A Pescara il numero dei pazienti long-covid presi in carico dalla Asl è, al primo marzo, tra le 500 e le 600 unità. Complessivamente in tutta la regione il numero si aggira intorno ai 1.500 pazienti. Finisce l'emergenza covid, ma non finisce il calvario di chi dopo il virus ha dovuto proseguire le cure per guarire dai segni, a volte profondi, che gli ha lasciato. I dati sono quelli dell'Agenzia sanitaria regionale. La prima, sottolinea il direttore Pierluigi Cosenza, ha mettere nero su bianco con la delibera 121 del 4 marzo 2021 le linee guida per la presa in carico dei pazienti long-covid, facendo da apripista a quelle che sono poi state varate a livello nazionale. Sono 44 le patologie rilevate ed elencate nel docimento e le le più rilevanti, spiega Cosenza, ci sono pericarditi, patologie neurologich, patologie muscolo-scheletriche che si traducono in dolori e fitte lancinanti e patologie all'apparato gastro-intestinale. Non mancano forme di depressione, ma le maggiormente diffuse sono le patologie psichiatriche per cui molti hanno gravi problemi di memoria e la faticabilità, ovvero l'incapacità di fare più di qualche passo a causa di una innaturale spossatezza che rende praticamente impossibile vivere la quotidianità. “Questo perché – spiega il direttore dell'Asr – il covid non provoca la polmonite, ma una vasculite polmonare che si manifesta come una polmonite. Di qui l'uso dell'eparina. Una volta che ci si è negativizzati non si è guariti perché il virus innesta meccanismo immunitario che persiste”.
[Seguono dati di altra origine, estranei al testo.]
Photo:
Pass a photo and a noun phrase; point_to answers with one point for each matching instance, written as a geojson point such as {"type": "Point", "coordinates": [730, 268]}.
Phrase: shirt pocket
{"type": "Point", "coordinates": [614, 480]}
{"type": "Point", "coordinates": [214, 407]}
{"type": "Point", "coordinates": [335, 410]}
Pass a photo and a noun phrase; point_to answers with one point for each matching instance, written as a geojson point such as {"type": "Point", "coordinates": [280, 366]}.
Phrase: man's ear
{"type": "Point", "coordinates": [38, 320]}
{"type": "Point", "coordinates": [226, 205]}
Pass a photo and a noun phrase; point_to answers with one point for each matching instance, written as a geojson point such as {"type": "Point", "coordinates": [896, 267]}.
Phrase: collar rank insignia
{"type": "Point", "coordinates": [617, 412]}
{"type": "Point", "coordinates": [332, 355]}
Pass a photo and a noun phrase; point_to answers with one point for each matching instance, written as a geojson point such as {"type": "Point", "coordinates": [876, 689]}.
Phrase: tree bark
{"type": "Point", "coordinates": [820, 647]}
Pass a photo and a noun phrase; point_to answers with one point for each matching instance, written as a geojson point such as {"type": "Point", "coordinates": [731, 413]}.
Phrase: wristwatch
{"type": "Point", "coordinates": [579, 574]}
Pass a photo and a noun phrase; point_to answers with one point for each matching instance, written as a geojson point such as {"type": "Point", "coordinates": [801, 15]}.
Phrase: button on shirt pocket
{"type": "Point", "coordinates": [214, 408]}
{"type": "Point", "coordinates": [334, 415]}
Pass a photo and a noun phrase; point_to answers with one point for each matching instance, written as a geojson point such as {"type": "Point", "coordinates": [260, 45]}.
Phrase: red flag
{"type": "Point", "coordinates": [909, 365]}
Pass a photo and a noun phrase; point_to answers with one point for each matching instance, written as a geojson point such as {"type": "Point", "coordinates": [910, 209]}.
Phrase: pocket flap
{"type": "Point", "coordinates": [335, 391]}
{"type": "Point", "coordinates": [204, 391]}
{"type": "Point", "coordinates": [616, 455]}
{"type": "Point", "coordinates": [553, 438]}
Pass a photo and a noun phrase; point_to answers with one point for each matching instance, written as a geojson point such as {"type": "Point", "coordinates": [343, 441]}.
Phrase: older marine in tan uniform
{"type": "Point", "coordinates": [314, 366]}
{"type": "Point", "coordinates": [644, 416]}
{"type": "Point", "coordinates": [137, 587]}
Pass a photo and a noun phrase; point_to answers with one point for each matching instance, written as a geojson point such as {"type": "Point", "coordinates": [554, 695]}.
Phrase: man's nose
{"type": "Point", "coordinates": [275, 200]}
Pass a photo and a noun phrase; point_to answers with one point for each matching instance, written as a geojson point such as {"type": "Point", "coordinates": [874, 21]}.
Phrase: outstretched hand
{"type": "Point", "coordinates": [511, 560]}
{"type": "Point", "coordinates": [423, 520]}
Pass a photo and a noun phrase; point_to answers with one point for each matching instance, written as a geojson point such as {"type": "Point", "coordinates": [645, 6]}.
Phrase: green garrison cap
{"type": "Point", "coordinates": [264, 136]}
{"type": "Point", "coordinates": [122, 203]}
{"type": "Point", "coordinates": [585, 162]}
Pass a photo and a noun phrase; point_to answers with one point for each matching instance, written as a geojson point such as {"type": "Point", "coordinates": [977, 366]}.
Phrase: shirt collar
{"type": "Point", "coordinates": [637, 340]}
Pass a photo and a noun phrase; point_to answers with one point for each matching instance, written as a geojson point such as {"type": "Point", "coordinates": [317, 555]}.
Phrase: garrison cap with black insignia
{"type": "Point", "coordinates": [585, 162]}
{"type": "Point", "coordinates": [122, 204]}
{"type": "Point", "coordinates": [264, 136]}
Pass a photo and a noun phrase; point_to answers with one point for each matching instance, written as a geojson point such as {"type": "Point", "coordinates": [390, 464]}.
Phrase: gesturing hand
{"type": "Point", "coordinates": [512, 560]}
Ad essere colpiti dal long-covid, a differenza di quanto si possa immaginare, non sono solo quelli che il virus lo hanno preso in forma grave, ma spesso a posteriori, spiega ancora Cosenza, si sono rilevati problemi più o meno gravi anche in chi ha avuto la malattia praticamente da asintomatico. E quello degli asintomatici oggi, sottolinea, è un problema ancor più grave dato che con l'uscita dall'emergenza sniataria le misure restrittive si allenteranno: “è una bomba innescata per le fragilità”, chiosa. L'esistenza di un protocollo per i pazienti long-covid, comunque, ha permesso di intervenire e di prendere in carico i pazienti nelle Asl del territorio e nello specifico nelle unità operative di malattie infettive. Una vera e propria equipe quella coinvolta per cui a prendere i carico chi purtroppo continua a combattere la malattia, sono anche pneumologi, cardiologi, neurologi, nefrologi, psicologi e psichiatri. Stabilite anche le classi di priorità per la prima visita negli ambulatori long-covid a seconda che i sintomi si manifestino a dieci o trenta giorni dalla guarigione. La priorità viene quindi data alle persone che manifestano fibrosi polmonare con insufficienza respiratoria, sintomi cardiologici, quadri neuropsichiatrici (nevrosi depressiva, delirio, nevrosi d'ansia, disturbi dell'umore e così via) o disturbi neuropischiatrici come difficoltà di concentrazione, problemi di memoria o equilibrio e difficoltà dei movimenti, ma anche che manifestino sintomi di insufficienza nella funzionalità di uno o più organi e di diplopia. “L'assistenza è garantita – sottolinea Cosenza -. Come Agenzia sanitaria regionale abbiamo previsto nella delibera un'attività multidisciplinare cui fanno capo i reparti di malattie infettive, al fine di assicurare a tutti, con le visite e gli esami necessari, la massima assistenza”.